映写機用レンズの肖像 [08]: 独メイヤー・ゲルリッツ社 キノン・スーペリアー f=20ミリ

Meyer Görlitz Kinon Superior F=20mm Projection Lens

レンズ名メーカー名製造国焦点距離F値使用映写機製作時期レンズタイプレンズ構成長さ(鏡胴含む)外径(鏡胴含む)
キノン・スーペリアーメイヤー・ゲルリッツ社ドイツ20mm不明不明1930年代中盤?ペッツバール型3群4枚64.6525.0
前玉タイプ前玉外径前玉厚みスペーサー(間隔環)中玉タイプ中玉外径中玉厚みスペーサー(間隔環)後玉タイプ後玉外径後玉厚み
凸凹ダブレット14.05.214.1メニスカス12.60.712.6

キノン・スーペリアーの焦点距離20ミリ。単体で購入したもので本来の映写機名は不明。

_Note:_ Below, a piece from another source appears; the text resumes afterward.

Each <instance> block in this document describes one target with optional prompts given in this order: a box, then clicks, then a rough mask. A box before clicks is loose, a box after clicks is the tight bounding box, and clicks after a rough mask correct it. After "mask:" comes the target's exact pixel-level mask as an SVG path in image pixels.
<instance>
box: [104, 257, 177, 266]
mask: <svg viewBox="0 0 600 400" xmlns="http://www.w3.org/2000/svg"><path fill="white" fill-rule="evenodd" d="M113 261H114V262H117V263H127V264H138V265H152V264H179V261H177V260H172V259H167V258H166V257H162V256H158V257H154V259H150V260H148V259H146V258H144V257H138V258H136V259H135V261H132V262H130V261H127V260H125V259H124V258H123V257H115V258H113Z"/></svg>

鏡胴部分が大きく全長は65ミリほどあります。根元にレンズのユニット本体をねじこんだ形で、レンズそのものは直径15ミリ弱、ユニット全体の長さも20ミリほどと思ったよりコンパクトなものでした。構成は焦点距離40ミリ同様3群4枚のペッツバール。

20ミリの焦点距離は撮影用レンズで言うと広角レンズに当たります。レンズ性能比較用に自作したシステムが広角寄りのレンズに対応しておらず実写のサンプルを撮れていないのですが、ひとまずミラーレスに載せて試し撮りをしてみました。

フランジバックの兼ねあいで四隅が大きくケラれました。とはいえこの形の方がレンズの特徴が見えやすいですね。

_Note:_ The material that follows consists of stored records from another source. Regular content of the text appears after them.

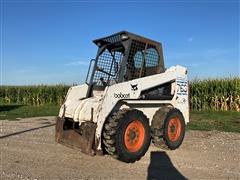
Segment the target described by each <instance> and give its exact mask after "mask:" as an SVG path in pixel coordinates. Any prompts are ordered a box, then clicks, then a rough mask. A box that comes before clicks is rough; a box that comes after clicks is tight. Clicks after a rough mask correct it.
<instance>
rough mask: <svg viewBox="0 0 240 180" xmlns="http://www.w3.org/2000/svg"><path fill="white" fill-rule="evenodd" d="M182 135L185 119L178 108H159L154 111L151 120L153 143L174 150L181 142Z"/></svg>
mask: <svg viewBox="0 0 240 180" xmlns="http://www.w3.org/2000/svg"><path fill="white" fill-rule="evenodd" d="M167 111H168V112H167ZM184 136H185V121H184V117H183V115H182V113H181V112H180V111H179V110H178V109H175V108H171V109H169V108H160V109H159V110H158V111H157V112H156V113H155V115H154V116H153V121H152V138H153V143H154V145H156V146H157V147H160V148H163V149H171V150H174V149H177V148H178V147H179V146H180V145H181V144H182V142H183V139H184Z"/></svg>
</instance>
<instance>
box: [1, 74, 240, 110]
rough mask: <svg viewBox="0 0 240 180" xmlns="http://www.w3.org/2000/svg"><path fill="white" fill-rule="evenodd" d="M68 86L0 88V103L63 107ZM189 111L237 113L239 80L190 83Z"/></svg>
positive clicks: (214, 79)
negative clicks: (190, 109)
mask: <svg viewBox="0 0 240 180" xmlns="http://www.w3.org/2000/svg"><path fill="white" fill-rule="evenodd" d="M68 88H69V86H66V85H54V86H46V85H39V86H2V87H0V104H13V103H14V104H25V105H34V106H40V105H44V104H56V105H60V104H62V102H63V100H64V97H65V95H66V93H67V90H68ZM190 98H191V99H190V105H191V109H192V110H197V111H204V110H215V111H229V110H231V111H238V112H239V111H240V78H225V79H206V80H193V81H191V82H190Z"/></svg>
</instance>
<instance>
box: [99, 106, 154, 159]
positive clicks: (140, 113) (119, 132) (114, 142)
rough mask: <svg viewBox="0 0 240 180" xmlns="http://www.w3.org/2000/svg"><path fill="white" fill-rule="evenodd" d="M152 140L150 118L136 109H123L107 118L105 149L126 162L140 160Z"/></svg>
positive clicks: (104, 148) (115, 156) (146, 150)
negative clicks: (150, 133)
mask: <svg viewBox="0 0 240 180" xmlns="http://www.w3.org/2000/svg"><path fill="white" fill-rule="evenodd" d="M150 142H151V134H150V127H149V120H148V118H147V117H146V116H145V115H144V114H143V112H141V111H139V110H136V109H122V110H119V111H118V112H115V113H113V115H112V116H111V117H110V118H108V119H107V120H106V123H105V125H104V129H103V144H104V149H105V150H106V151H107V152H108V153H109V154H110V155H112V156H113V157H114V158H116V159H118V160H121V161H124V162H128V163H129V162H131V163H133V162H135V161H137V160H139V159H140V158H141V157H142V156H144V155H145V153H146V152H147V150H148V147H149V145H150Z"/></svg>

ドミプランやトリオプランと同様、ピントを外れた場所の点光源に玉ボケの出やすいレンズです。キノン・スーペリアーではグルグルボケの出方が強く、円い玉ボケがレンズの外周に近づくにつれ潰れて弧の形となり互いに重なりあうことで個性的な絵面になります。

角度を変えてもう一枚。中央奥の点光源が歪みのないバブルボケになっているのが分かります。トリオプランやドミプランなどで発生してくる玉ボケは、絞りに使用されるブレードの影響を受けて実際には六角形だったり十五角形だったりします。映写機用レンズには絞りの発想がない(=ブレードがない)ため綺麗な円になります。

本来の映写機用レンズとして使用する場合、横長の矩形部分でフィルムを映写することになります。四隅を中心に流れの目立つ画質になるのがこの写真からでも分かります。

今回独メイヤー社と仏エルマジ社のレンズを複数紹介してきました。どちらが優れている云々ではなくて、それぞれの会社が理想としているレンズ観が如実に表れていて興味深かったです。